Managers know how to get things done
First, frontline clinicians can’t deliver eight million more appointments without strong operational managers to support them. More clinical staff will be wasted if they’re too busy dealing with paperwork and operational issues to care for patients. As Labour learned in bringing waiting lists down in the 2000s, managers know how to do things. The following challenges all need expert management:
Patient flow: problems in social and community care block patient flow. Managers can work across organisational boundaries to maintain the steady flow of patients in and out of hospital despite limited capacity in the community.
Resource allocation: Managers’ skills in strategy and long-term planning will be crucial to making sure each part of system has the resources it needs – it’s not just about money but also how we organise staff, equipment, estates and IT.
Productivity: Think tanks on the left and right agree that managers are vital to boosting productivity by freeing up clinical capacity and driving performance improvements.
Mobilising new tech and data: We know the NHS severely lags behind comparable systems in using data and new technology. Managers and non-clinical specialists will be key to catching up.
Workforce capacity: People leave managers, not jobs. Retaining staff and recruiting our future workforce requires managers to create an organisational culture that people want to be part of.
Managers need more autonomy
Second, managers must be accountable for their decisions, but they need the agency to make them.

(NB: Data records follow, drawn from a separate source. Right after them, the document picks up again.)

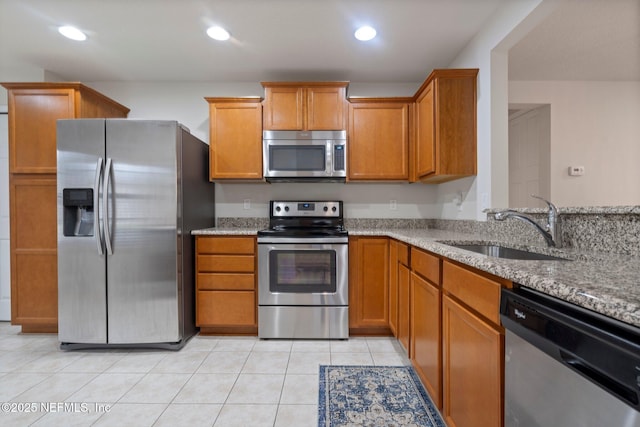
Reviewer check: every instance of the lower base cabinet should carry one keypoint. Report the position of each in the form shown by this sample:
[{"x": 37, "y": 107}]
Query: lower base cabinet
[
  {"x": 369, "y": 286},
  {"x": 426, "y": 337},
  {"x": 472, "y": 347},
  {"x": 226, "y": 297},
  {"x": 473, "y": 374}
]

During the pandemic, the centre struggled with logistical problems and shifts in government policy, while local health systems were busy delivering local solutions to difficult problems. A looser national grip gave local leaders a degree of autonomy they last saw in the 2000s. In the 2020s, we need:
Local solutions to local problems: The NHS needs an effective centre – a buffer between ministers and matrons. But meeting the needs of local populations is work for local managers.
Central support, local delivery: The centre needs to focus on support: allocating resources, investing in infrastructure and setting a few strategic priorities. Consistent planning and streamlined approval processes will free up local managers.

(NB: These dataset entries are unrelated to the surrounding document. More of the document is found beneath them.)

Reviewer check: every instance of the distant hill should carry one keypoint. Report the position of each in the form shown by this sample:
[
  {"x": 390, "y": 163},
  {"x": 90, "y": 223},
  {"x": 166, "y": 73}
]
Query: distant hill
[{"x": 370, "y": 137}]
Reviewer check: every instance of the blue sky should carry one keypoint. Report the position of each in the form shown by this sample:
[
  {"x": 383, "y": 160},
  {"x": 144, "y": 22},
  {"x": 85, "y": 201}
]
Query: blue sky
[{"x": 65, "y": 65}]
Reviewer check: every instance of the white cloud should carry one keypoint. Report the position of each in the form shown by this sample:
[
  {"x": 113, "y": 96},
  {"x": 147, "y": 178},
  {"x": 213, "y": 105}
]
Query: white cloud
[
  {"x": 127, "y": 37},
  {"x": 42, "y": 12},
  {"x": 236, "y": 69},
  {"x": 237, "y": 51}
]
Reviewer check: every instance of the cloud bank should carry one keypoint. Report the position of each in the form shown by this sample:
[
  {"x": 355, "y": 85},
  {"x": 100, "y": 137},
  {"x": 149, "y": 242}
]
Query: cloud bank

Fewer central targets: Too many targets constrain skilled managers, and micromanagement by the centre leads to short-termism and skewed performance. Giving managers a small number of national targets and the levers to deliver them will allow them to meet local needs alongside national priorities.
Reforms demand skilled and active managers
Third, managers want to make prevention, community and joined-up care a reality. For 30 years, politicians have pointed the NHS in this direction, without providing the investment to make it happen. Community-driven, preventative care demands strategic planning and active management.

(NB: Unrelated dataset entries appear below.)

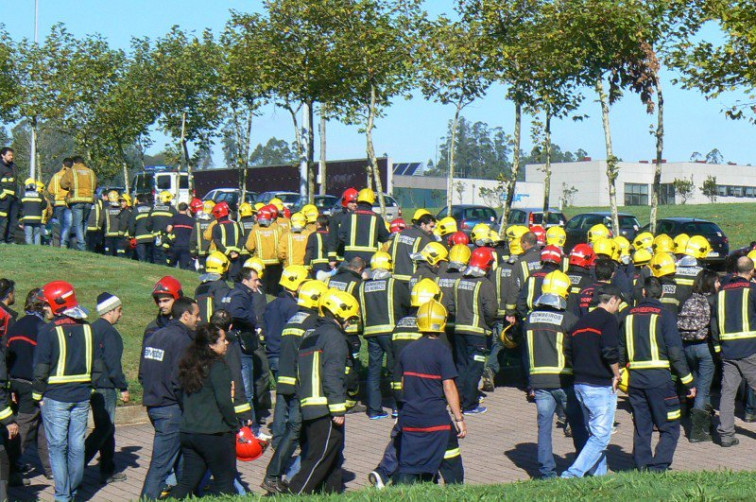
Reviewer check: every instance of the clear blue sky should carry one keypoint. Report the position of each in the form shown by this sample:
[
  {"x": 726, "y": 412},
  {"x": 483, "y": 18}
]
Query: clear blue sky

- Managers make change happen: The last decade of major organisational change has destabilised the entire system. We need some stability. Managers can drive change without costly restructuring: give them direction and let them run the shop.
ICBs are underused: their strong regional position and role in coordinating local partners make them best placed to support the shift in services.
System co-ordination: Most hospital blockages are caused by community and social care packages being unavailable. Managers can deliver a joined-up approach that ensures NHS and council services are making best use of limited resources.
This is the long version of my one-line briefing for any government: politicians and NHS managers must hang together, or assuredly they shall all hang separately!
- Jon Restell is chief executive of Managers in Partnership.